On My Heart Will Go On:
“The problem wasn’t so much an excess of technique, but rote excess. (Also, ever since Titanic I kept picturing Celine as the prow of a ship.) There was a primal leviathan of something, but it failed to engulf me. I felt right to be unengulfable, but not right to be ignorant about the nature of the engulfment. Twenty-eight million people can be wrong, but they’re not all likely to allow themselves to be bored.”

On lyrics:
“The sky is touched in one song, moonlight is touched in another, two songs have light in someone’s eyes, nine of the first 10 have sky or weather metaphors, rain can be cleansing but storms signify trouble, sun signifies rebirth, heaven signifies heaven, every child creates a skylight of beauty, etc”

London Levels Of Good

Every time I return to Singapore I am struck down by swollen eyes, streaming nose and horrible hair, and vanity-based gloom manages to depress me quite significantly. At the troughs of depression the flashbacks I get of London are always incredibly simple: me, on a street in London, it doesn’t really matter which street, just feeling good. This is the element of the comparison which stuns me: take a random day, time, place, and state of mind in London, and I am almost always going to be feeling better, whatever combination of those variables you come up with, than I do in Singapore.

But that’s just the explanatory prelude to Thursday. It was overcast, and the walk from Parkway Parade to the library left me pleasantly unsticky, except for the drips from my ice-cream. I walked along roads I never realized were so beautifully tree-lined until I remembered London, passed a bus stop that looks like a huge conch shell (my neighbourhood is by the sea), under an overhead bridge brimming with flowers. I was feeling London levels of good.
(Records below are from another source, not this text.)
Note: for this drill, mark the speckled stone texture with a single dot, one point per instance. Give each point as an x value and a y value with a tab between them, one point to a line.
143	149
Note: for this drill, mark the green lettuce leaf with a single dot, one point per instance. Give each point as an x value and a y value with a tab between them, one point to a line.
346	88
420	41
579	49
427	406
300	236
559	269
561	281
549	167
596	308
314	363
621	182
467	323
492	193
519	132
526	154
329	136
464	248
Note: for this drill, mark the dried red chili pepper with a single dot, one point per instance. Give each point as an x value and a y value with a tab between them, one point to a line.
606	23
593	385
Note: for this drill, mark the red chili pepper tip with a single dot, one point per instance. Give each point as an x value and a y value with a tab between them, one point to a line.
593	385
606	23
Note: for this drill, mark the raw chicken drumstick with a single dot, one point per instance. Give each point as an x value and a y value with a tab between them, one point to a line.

The library was as wonderful as it’s always been, huge glass windows letting in all the natural light that’s lovely to read by but none of the glare, students on the floor using the benches that line the windows the way I used to do my homework on our coffee table, an old man nodding off in one of the big comfortable chairs, a small earnest bespectacled boy using what must have been three family members’ worth of library cards to cart out a pile of books. I had to get travel guides to help Mum and Dad plan their trip to Ireland and Wales, so that left only two more books for me. I eventually decided on Enduring Love (Ian McEwan) and Felicia’s Journey (William Trevor), which I should be able to finish in a week at most (along with Julian Barnes’ A History Of The World In 10 1/2 Chapters which I’m reading at home).

It finally rained at night, quiet but intense rain, the sort where you look out and see sheets of water moving across vast tracts of Singapore like a purposive entity. I opened the balcony door a crack while I was reading. In the morning the pages of my book were wrinkly.